Residents, who have been waiting for this well for over a year, greeted us on the road. We posed with members of the Junta de Agua, the committee that organizes water projects for the community. Then we hopped back in our mini bus with a few members of the Junta and headed to the well site…
The photos above show community members watching the drilling unfold below, the rig and truck full of mud for drilling, a worker setting the drill in place, Jay & drilling foreman Luis, drilling parts, and me getting inaugurated with mud splattering up from the hole being drilled.
We took a lunch break in Cantarranas (a mural-filled town called Singing Frogs)…
After lunch we caught up with the Health & Hygiene Workshop, and learned about the serious issue of childhood diarrhea from contaminated water. Children and pets came in and out of the classroom space where their parents and older siblings sat engaged, speaking up, and taking notes.
Late in the aftenroon we headed back to Zamorano for dinner and discussion. It turned out a group of leaders from the Corredor Central or Corredor Seco was eating at the table adjacent to us. We had learned about this dry corridor that runs north and south in the center of the country from our visit to USAID the day before. It turned out these leaders had been brought to the University to learn agriculture and aquaculture techniques.

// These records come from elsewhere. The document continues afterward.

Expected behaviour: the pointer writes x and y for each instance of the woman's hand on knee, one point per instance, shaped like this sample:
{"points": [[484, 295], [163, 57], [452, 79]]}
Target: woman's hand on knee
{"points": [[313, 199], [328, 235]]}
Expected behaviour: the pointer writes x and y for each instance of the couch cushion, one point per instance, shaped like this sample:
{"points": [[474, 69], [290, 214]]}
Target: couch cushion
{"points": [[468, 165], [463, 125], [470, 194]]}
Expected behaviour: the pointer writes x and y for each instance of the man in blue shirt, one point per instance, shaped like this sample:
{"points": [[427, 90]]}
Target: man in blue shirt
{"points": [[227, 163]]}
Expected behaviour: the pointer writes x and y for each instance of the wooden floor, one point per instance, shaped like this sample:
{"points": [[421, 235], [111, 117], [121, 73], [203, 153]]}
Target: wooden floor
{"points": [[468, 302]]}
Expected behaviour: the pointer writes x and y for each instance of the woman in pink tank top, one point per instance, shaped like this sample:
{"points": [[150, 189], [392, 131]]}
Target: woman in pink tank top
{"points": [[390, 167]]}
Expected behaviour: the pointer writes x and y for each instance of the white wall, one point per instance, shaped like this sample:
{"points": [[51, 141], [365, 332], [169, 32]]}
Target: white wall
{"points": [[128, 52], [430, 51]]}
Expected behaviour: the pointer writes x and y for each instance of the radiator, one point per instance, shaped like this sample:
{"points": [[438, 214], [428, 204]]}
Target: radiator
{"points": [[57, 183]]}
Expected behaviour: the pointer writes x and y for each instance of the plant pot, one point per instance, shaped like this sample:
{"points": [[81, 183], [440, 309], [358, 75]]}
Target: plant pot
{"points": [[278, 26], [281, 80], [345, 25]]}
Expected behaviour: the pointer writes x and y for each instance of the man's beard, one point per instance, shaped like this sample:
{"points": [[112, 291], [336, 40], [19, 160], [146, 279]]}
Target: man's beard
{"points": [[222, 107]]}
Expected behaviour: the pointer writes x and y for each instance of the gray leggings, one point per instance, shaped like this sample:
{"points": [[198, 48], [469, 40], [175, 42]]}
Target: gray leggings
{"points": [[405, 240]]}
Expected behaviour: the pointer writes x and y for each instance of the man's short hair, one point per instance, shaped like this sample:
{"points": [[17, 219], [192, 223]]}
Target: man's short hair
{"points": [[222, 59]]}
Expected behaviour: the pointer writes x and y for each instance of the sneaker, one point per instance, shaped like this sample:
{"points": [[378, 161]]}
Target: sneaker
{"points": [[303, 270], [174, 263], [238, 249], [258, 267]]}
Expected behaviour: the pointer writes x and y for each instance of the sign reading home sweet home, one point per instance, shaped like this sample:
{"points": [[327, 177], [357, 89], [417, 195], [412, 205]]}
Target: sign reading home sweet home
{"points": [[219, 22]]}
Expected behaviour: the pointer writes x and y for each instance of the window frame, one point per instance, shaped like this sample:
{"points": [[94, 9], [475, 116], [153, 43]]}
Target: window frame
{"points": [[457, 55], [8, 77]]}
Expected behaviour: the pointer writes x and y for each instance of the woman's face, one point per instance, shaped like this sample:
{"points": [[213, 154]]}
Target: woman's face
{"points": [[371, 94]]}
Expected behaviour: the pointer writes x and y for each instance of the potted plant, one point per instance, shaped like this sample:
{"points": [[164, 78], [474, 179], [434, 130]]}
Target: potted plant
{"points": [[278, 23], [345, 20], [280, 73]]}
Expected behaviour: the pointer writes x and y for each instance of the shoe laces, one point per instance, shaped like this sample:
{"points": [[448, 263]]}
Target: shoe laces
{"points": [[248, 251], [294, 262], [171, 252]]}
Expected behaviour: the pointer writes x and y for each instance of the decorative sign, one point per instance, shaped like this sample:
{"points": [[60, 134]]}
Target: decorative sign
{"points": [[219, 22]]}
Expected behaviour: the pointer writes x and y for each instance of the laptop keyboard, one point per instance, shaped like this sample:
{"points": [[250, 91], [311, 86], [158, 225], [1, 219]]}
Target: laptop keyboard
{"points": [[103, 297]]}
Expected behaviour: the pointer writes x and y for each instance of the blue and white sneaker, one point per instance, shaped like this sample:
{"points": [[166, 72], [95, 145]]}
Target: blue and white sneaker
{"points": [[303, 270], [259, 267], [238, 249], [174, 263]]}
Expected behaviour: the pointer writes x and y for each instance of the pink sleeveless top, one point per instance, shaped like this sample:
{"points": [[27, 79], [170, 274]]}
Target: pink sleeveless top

These young people told us that climate change has hit hard in the last three years. Wells that always produced are drying up as are the fields which they rely on for food and jobs. Unemployment is universal. Not surprisingly, this section of the country is experiencing the greatest out-migration from Honduras, mostly to the U.S. The people we spoke with are desperate yet hopeful and ready to embrace the right solution. We promised to start a WhatsApp group to share resources and contacts to ameliorate their situation. All nine we met wrote down their numbers and the sharing has begun. We will post updates in this blog.